The Black Sea connects with the Sea of Azov, surrounded almost entirely by Russia, at the Kerch Strait, the scene of a confrontation between Russia and Ukraine in 2003.
A Russian newspaper at the time explained what was at stake in the dispute:
"The Kerch Strait at the center of Russia's dispute with Ukraine controls access to the Azov Sea, which is reputed to have largely untapped hydrocarbon reserves.
"Ownership rights to potential oil and gas resources have not been decided between the two countries, despite years of negotiations to delimit the seabed.
"Although unlikely to be a second Caspian, geologists believe the Azov
Sea is likely part of the same seam of hydrocarbon deposits that stretches from southern Ukraine and Russia through the Black Sea to the Caspian and beyond."
(Moscow Times, October 24, 2003)
The US's Stratfor augmented the above with this brief analysis:
"The Kerch Strait is a 25-mile-long channel that is no wider than 9 miles, linking the critically important Black Sea to the Sea of Azov off of Russia's Northern Caucasus border. It has served as a key location for some strategic battles in the past from the Crimean wars to a Nazi-Soviet naval clash. To Russia, the Kerch Strait is a continuation of the Northern Caucasus into Ukraine's Crimea regions, which is one of the country's most pro-Russian regions and home to Russia's Black Sea Fleet located at Sevastopol."
(November 10, 2008)
More concisely and even more to the point, a few weeks ago this quote appeared in a Ukrainian press wire report:
"Ukraine's Euro-Atlantic aspirations require that it solves all its problems, including border disputes. They need a border [in the Kerch Strait] for just one reason: to be able to join NATO as soon as possible."
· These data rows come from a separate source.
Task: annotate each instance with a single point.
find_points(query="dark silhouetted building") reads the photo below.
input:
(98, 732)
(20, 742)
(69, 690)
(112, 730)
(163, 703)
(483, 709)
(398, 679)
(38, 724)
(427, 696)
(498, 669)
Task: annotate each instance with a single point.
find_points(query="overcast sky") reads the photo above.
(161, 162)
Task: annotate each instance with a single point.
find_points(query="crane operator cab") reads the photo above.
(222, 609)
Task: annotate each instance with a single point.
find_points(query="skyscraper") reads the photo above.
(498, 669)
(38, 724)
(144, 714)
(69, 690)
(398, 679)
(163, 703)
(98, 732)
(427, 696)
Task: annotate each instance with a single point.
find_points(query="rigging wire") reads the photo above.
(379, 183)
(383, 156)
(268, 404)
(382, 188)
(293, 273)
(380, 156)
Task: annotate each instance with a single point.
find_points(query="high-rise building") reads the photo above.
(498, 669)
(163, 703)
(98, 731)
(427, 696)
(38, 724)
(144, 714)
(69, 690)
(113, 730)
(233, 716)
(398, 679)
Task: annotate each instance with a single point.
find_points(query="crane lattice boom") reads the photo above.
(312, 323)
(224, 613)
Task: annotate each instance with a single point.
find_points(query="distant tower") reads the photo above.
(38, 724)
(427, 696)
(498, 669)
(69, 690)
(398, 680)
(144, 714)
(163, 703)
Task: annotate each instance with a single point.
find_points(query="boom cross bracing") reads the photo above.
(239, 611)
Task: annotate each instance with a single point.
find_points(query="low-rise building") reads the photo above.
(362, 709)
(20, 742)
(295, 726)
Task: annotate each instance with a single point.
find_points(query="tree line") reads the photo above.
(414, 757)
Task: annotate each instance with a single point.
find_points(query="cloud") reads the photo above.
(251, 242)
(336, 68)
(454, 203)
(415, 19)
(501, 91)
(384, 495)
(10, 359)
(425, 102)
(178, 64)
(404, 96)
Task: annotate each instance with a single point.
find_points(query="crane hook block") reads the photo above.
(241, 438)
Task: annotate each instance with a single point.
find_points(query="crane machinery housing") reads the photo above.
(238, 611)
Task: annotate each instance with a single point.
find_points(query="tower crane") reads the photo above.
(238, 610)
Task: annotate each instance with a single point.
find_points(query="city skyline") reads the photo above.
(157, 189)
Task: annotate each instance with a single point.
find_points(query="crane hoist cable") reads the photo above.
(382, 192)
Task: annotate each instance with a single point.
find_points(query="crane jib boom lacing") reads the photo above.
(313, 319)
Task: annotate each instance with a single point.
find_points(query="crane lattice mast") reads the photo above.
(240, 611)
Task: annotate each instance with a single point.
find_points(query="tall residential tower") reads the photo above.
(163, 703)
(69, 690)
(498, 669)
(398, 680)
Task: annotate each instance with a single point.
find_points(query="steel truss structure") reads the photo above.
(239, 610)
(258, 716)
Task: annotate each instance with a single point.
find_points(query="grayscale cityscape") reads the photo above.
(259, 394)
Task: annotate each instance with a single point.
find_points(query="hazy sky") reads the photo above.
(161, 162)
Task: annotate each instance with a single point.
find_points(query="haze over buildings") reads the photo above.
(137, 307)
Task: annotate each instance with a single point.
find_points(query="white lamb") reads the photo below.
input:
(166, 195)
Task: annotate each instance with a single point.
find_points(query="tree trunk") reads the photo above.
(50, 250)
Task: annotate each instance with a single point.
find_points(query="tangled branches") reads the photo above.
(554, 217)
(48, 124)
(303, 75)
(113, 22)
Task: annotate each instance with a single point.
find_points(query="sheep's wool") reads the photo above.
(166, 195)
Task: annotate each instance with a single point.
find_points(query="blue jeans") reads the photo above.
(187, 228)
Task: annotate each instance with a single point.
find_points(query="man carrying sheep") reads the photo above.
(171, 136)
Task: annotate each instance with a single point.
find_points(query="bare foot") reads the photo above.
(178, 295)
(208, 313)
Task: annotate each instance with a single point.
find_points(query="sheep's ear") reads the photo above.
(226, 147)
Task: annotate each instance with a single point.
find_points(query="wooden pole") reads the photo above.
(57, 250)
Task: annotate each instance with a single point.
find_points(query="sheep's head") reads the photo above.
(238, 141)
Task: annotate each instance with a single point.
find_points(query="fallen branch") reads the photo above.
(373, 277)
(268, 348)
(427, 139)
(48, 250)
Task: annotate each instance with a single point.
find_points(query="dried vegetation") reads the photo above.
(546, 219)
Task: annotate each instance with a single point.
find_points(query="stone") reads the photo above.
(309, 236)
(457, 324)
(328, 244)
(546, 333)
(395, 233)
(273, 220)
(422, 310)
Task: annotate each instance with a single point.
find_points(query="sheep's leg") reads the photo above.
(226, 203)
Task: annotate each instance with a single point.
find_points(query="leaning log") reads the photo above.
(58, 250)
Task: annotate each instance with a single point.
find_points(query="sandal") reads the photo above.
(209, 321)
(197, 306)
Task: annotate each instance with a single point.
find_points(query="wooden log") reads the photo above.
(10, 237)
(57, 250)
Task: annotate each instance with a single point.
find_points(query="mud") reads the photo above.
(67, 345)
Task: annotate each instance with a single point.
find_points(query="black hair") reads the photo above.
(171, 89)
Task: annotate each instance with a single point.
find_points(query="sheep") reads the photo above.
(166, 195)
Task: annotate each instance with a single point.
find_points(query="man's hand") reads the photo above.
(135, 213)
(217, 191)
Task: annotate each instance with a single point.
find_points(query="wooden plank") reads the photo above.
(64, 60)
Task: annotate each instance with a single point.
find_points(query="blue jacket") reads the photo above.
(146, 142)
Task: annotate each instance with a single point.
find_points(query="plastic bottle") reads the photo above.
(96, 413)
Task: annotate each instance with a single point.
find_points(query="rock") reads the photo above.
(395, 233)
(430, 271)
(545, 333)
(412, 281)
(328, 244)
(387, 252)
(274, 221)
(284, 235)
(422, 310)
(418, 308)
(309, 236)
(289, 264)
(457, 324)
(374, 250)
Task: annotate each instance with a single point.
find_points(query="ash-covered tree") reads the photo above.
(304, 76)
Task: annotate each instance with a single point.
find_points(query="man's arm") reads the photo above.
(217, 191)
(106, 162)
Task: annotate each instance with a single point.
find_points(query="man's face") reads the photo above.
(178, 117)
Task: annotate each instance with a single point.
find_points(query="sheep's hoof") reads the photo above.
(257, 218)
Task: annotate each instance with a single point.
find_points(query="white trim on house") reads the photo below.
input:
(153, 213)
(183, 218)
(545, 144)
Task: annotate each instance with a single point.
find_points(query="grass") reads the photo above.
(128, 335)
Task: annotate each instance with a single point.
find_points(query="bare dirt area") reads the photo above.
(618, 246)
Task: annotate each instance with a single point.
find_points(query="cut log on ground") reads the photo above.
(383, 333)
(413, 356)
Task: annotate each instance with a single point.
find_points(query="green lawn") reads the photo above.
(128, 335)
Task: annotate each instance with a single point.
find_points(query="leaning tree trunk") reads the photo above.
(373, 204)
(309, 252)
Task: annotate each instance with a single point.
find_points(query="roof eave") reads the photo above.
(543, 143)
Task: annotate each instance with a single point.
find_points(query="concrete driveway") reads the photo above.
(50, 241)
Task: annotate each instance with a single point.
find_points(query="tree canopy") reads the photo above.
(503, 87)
(Interfax-Ukraine, January 31, 2009)
Bulgaria and Romania
The US has signed Strategic Partnership Charters with both Georgia and Ukraine over the past two months and the two nations are the centerpieces for Washington's takeover of the Black Sea and indeed the former Soviet Union as a whole.
They are the main fulcra for the US-created GUAM (Georgia, Ukraine, Azerbaijan, Moldova) bloc originally set up in 1997 as the main transit route for 21st century Eurasian energy wars and for undermining and undoing the post-Soviet Commonwealth of Independent States. They are also the foundation stones of the European Union's Eastern Partnership.
But to date the main emphasis of the Pentagon's campaign to conquer the Black Sea region, and arguably the major focal point for its international shift to the east and the south, is with Bulgaria and Romania.
Both nations were formally brought into NATO at the 2004 Istanbul summit of the Alliance and since became the last - perhaps in both senses of the word, most recent and final - members of the European Union.
Earlier, Bulgaria and Romania both denied Russia use of their airspace to transport supplies to troops they had moved into Kosovo in June of 1999.
Russia was acting within its rights under the terms of UN Resolution 1244 to protect ethnic minority communities in the Serbian province, but clearly Bulgaria and Romania were following US and NATO orders in blocking the flights.
Whether, if Russia had persisted in its intent, the two nations would have grounded the Russian aircraft or even shot them down is a matter of conjecture, though perhaps not much.
Later Romania allowed the US to use its Mikhail Kogalniceanu Air Base in 2002 for the buildup to the following March's invasion of Iraq.
In December of 2005 US Secretary of State Condoleezza Rice traveled to the Romanian capital to sign an accord to use - take control of - four military bases, the aforementioned Mihail Kogalniceanu Air Base and training and firing grounds in Babadag, Cincu and Smardan.
The US's explanation at the time was that it was to employ the four bases for training, including joint and multilateral exercises, provision of supplies and transit for the downrange wars in Afghanistan and Iraq.